Desde la mirada de Popper, cualquier medida extrema debe evaluarse por su capacidad de ser corregida. La falibilidad, la previsión de consecuencias inesperadas y la protección de los más vulnerables son esenciales. Un ajuste que ignora estos elementos corre el riesgo de crear daños sociales irreversibles, erosionando legitimidad y confianza.
La reflexión central es que la economía y la ética no pueden separarse.

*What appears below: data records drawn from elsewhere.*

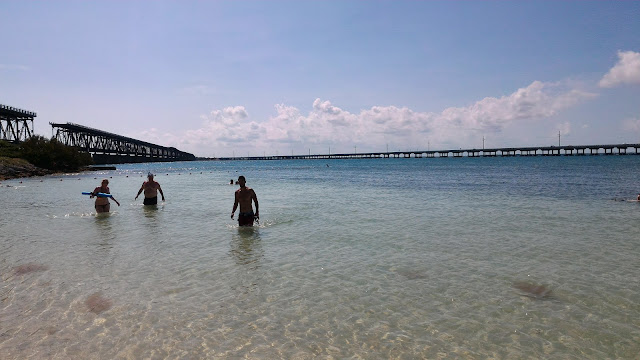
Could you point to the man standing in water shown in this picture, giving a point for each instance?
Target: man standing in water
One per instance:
(244, 195)
(102, 202)
(151, 189)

La “motosierra” de Milei puede ser eficaz en teoría, pero su éxito real depende de instituciones sólidas, control de riesgos y comunicación clara. Las políticas radicales son inevitables en contextos de crisis, pero su sostenibilidad requiere equilibrio: eficiencia rápida y libertad de mercado, sí, pero con mecanismos de corrección y consideración social.
En última instancia, la lección es clara: un ajuste económico nunca es solo un problema de números; es un experimento social y moral, donde la libertad, la previsión y la responsabilidad deben coexistir para que la economía no se estabilice a costa de la sociedad.